In retrospective assessments of the album, Pitchfork reviewer Nick Neyland said, "This album has little in common with anything else around at the time, other than the feeling that you're hurtling relentlessly forward into a previously unmapped musical space... It's a very intimate recording, full of sounds they wisely never tried to recreate again, and vocal takes that are often inflected with a heart-crushing vulnerability." Critic Simon Reynolds called it "postpunk that's been totally unrocked." In a 30th anniversary look-back, BBC Music writer Chris Power said, "More than the exotic instrumentation, though, it's the extraordinary structures of Odyshapes songs that distinguish it. They don't so much begin and end as ebb and flow in a way that, historically, seems to have bewildered at least as many listeners as it's beguiled." Noel Gardner of Drowned in Sound described the "new instruments" as essential to the recordings, noting that "you'd never call any of it 'prog', really, but the spirit of the commie beardos that comprised the Seventies Canterbury scene is being carried here nevertheless."

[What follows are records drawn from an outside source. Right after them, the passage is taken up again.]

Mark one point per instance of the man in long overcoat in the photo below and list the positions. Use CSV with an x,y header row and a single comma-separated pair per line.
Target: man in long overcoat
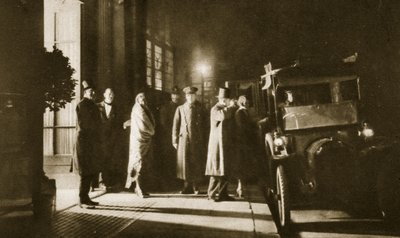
x,y
87,143
168,152
220,147
109,129
188,137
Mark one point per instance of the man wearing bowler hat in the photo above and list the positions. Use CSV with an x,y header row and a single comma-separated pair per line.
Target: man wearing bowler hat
x,y
168,152
188,138
220,147
87,144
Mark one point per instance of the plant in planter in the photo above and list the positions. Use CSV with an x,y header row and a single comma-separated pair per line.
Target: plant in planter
x,y
55,81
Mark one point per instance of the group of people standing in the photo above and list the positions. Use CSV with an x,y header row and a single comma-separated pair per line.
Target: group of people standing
x,y
184,129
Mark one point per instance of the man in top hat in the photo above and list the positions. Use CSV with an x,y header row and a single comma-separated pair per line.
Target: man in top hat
x,y
220,147
168,153
188,138
87,143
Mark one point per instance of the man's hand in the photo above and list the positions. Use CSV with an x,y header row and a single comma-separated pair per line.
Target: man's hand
x,y
127,124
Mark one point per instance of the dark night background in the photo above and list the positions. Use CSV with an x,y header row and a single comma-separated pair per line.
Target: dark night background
x,y
240,36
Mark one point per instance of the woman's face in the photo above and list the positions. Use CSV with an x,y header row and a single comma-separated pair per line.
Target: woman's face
x,y
142,99
190,98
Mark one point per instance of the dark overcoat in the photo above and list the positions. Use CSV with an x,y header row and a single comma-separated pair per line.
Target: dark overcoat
x,y
188,131
244,139
109,128
167,112
220,147
87,140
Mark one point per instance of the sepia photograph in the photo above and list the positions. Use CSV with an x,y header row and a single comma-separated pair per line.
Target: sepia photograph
x,y
200,118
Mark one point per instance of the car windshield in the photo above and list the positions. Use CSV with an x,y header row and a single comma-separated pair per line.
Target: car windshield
x,y
333,92
305,95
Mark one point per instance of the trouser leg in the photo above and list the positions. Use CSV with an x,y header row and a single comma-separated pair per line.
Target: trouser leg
x,y
84,187
222,186
213,187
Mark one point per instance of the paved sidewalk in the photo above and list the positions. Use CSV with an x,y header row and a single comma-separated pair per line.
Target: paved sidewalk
x,y
167,215
160,215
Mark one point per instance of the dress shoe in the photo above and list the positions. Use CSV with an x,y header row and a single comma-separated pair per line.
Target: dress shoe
x,y
86,205
212,198
93,203
186,191
239,193
225,199
141,194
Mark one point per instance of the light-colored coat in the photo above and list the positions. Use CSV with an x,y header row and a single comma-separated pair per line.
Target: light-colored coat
x,y
220,146
142,131
188,132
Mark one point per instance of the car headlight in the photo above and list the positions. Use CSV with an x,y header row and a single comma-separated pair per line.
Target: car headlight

The album was reissued in 1993 by Geffen Records, inspired by Kurt Cobain's public praise for the group. The reissue features liner notes by Kim Gordon.

Professional ratings
Review scores
| Source | Rating |
| AllMusic | Star Half star |
| Drowned in Sound | 8/10 |
| NME | 9/10 |
| Pitchfork | 8.0/10 |
| The Rolling Stone Album Guide | Star |
| Select | 4/5 |
| Spin | 8/10 |
| Spin Alternative Record Guide | 9/10 |
| Uncut | Star |

==Track listing==
All tracks composed by the Raincoats; except where indicated

1. "Shouting Out Loud" (The Raincoats, Ingrid Weiss) – 4:54
2. "Family Treet" (The Raincoats, Caroline Scott) – 4:12
3. "Only Loved at Night" – 3:32
4. "Dancing in My Head" – 5:26
5. "Odyshape" (The Raincoats, Ingrid Weiss) – 3:37
6. "And Then It's O.K." (The Raincoats, lyrics by Caroline Scott) – 3:05
7. "Baby Song" – 4:54
8. "Red Shoes" – 2:51
9. "Go Away" – 2:23

==Personnel==
- The Raincoats
- Ana da Silva – vocals, guitar, shruti box, kalimba, bass, percussion, harmonica
- Gina Birch – vocals, bass, guitar, balafon
- Vicky Aspinall – vocals, guitar, bass, violin, piano
with:
- Georgie Born – cello on "Family Treet" and "Dancing in My Head"
- Dick O’Dell — ektare on “Baby Song”
- Kadir Durvesh — shenhai on “Dancing In My Head”
- Ingrid Weiss – drums on “Shouting Out Loud” and “Odyshape”; finger cymbals on "And Then It's O.K."
- Robert Wyatt – drums on "And Then It's O.K."
- Richard Dudanski – percussion on "Dancing in My Head"
- Charles Hayward – drums on "Family Treet" and "Go Away"; additional percussion on “Only Loved At Night”
- Ingrid Weiss – drums on "Shouting Out Loud" and "Odyshape"

==Cover versions==
"Only Loved at Night" was covered by Softboiled Eggies for the Rough Trade Shops – Counter Culture 08 compilation (2009).